Hundreds of iPads were given to middle school students in late autumn, and since then they have been incorporated into the lessons and work of the students in nearly every class. They’re used in core subjects like English, math and science, but also in music, art, technology and more.

“We’ve been pleased with the results,” said Christopher Pellettieri, the district’s assistant superintendent for curriculum. “[The students] are very careful with them. We bought really good, solid cases, so we’ve hardly had any of the breakage issues or security or loss issues that others have gone through. We were able to look at what people did in other districts and learn from that and really come up with a solid model.”

The district purchased the iPads through Nassau BOCES, which enabled it to get them at a discounted rate and pay them off over five years.
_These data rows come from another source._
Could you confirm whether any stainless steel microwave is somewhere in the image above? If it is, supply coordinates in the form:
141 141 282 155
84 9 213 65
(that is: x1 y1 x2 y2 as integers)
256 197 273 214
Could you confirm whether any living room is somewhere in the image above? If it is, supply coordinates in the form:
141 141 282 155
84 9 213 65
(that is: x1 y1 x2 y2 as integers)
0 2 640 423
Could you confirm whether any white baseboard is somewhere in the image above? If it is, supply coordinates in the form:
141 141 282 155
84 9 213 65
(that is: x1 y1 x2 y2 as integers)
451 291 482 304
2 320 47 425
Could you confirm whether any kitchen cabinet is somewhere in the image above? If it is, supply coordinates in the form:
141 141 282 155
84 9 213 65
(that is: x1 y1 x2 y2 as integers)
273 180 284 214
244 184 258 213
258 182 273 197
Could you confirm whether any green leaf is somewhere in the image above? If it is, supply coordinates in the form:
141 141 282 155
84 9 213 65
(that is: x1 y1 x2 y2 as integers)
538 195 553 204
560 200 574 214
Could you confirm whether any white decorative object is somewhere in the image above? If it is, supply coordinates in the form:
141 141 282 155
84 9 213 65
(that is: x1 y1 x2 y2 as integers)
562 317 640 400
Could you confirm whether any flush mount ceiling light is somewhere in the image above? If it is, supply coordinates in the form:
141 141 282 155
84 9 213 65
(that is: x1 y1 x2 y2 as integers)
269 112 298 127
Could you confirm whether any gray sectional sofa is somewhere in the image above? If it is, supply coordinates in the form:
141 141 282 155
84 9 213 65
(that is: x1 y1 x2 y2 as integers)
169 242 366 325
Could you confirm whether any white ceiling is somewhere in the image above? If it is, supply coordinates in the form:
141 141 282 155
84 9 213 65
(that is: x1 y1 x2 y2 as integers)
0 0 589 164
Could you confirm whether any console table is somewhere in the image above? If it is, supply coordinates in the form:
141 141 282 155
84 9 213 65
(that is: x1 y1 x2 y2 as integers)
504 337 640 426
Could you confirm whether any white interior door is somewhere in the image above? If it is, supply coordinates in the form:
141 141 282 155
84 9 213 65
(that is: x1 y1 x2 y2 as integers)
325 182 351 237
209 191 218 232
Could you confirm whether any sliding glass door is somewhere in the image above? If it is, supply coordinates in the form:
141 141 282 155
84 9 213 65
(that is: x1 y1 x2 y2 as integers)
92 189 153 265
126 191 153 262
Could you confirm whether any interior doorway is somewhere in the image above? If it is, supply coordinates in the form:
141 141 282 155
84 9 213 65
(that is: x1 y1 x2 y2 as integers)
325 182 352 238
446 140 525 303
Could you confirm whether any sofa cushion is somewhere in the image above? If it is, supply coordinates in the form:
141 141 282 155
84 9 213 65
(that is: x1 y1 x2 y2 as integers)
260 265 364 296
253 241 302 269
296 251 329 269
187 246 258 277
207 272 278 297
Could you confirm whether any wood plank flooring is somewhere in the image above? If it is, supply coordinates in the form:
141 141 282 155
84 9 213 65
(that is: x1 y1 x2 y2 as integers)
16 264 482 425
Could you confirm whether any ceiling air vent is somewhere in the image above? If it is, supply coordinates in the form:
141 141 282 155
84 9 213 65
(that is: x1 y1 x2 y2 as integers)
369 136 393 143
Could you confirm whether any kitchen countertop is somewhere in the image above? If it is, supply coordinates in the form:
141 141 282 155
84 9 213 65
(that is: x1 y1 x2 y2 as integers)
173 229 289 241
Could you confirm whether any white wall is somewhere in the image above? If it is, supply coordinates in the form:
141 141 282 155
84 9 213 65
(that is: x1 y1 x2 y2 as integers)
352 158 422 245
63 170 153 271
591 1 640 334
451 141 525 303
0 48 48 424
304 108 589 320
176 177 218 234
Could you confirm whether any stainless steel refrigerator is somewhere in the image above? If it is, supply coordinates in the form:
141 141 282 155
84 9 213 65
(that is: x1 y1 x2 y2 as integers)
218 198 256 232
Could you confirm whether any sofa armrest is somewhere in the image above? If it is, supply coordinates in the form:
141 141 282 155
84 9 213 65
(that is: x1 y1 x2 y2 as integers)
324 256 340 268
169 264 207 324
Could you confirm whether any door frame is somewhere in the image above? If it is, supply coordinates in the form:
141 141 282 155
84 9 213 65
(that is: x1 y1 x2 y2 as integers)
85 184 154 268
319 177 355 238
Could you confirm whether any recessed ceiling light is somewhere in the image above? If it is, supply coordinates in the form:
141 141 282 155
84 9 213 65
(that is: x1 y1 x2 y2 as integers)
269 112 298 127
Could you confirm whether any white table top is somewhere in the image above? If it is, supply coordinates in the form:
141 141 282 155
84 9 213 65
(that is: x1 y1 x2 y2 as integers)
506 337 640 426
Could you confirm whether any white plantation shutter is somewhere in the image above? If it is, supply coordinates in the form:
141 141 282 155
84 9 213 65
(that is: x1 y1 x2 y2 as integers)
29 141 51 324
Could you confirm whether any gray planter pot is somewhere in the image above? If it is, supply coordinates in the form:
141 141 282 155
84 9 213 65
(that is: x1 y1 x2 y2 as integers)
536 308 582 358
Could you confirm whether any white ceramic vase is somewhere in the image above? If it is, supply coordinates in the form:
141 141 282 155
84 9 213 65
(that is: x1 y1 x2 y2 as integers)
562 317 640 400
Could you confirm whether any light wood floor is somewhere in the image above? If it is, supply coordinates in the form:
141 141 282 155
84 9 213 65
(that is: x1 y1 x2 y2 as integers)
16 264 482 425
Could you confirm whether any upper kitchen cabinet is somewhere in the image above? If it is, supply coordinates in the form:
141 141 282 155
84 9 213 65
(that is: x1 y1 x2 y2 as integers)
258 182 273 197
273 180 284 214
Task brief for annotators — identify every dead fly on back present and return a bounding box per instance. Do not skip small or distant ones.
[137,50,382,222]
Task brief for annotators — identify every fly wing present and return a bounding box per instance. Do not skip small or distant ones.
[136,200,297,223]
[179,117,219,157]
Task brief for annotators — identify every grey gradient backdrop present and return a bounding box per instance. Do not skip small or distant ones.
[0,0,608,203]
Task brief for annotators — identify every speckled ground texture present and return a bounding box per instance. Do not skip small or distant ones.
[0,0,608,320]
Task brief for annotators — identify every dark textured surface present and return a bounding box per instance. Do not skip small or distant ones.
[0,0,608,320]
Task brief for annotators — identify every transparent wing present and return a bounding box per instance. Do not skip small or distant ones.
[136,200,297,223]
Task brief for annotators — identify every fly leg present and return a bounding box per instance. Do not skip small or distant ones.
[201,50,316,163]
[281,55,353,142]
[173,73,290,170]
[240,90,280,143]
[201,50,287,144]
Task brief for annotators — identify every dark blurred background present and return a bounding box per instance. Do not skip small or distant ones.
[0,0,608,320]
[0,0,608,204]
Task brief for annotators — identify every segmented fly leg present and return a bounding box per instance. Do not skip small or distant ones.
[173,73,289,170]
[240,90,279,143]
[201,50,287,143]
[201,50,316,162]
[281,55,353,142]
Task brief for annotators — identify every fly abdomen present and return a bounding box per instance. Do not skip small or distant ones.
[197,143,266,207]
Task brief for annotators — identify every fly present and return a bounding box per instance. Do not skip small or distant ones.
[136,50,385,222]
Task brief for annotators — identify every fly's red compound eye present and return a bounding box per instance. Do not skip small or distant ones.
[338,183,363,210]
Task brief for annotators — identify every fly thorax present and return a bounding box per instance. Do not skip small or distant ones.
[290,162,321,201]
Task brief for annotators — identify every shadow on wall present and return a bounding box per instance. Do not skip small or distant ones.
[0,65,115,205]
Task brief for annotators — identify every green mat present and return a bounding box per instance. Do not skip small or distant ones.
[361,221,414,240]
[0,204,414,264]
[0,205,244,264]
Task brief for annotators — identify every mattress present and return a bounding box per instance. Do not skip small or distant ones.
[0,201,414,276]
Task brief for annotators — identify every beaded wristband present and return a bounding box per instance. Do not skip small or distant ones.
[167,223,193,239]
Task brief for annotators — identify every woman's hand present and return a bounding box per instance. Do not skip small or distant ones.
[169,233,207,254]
And according to Pellettieri, the iPads have already had a positive impact on the district’s budget: the middle school has printed 53,000 fewer sheets of paper this year than last year due to the ability teachers have to give students work digitally.

The program of 1-to-1 student iPad ownership started in the middle school because of the access the students had in elementary school. The district already gives iPads to every fifth grade student, but they stay in the classroom.

“How could we give it to them every day in fifth grade and then take them away in sixth?” Pellettieri said. “Here’s this great learning tool, but you can only use it in elementary and not middle school.”

Along those lines, the district plans on expanding the program to the eighth grade next year. Pellettieri said district administrators were concerned about introducing them in the eighth grade this year, where they could prove a distraction to students who would be taking new science and math regents at the end of the year.

“We wanted to get a year under our belt of using them, then figure out how we were going to use them in eighth grade,” he said. “I’m already working with some of the eighth grade teachers on that.”

Pellettieri said that the district is going to continue to collect more data on the iPad usage and what can be done to make the experience better for students and teachers. Educators in the middle school are always getting more professional development with the iPads, he said, and students work with administrators to find new apps and also make sure the technology isn’t being abused.

“We’re going to look at it much more closely and do some surveys of students and teachers and parents before the end of the year to get some more feedback,” Pellettieri said. “But early returns are good.”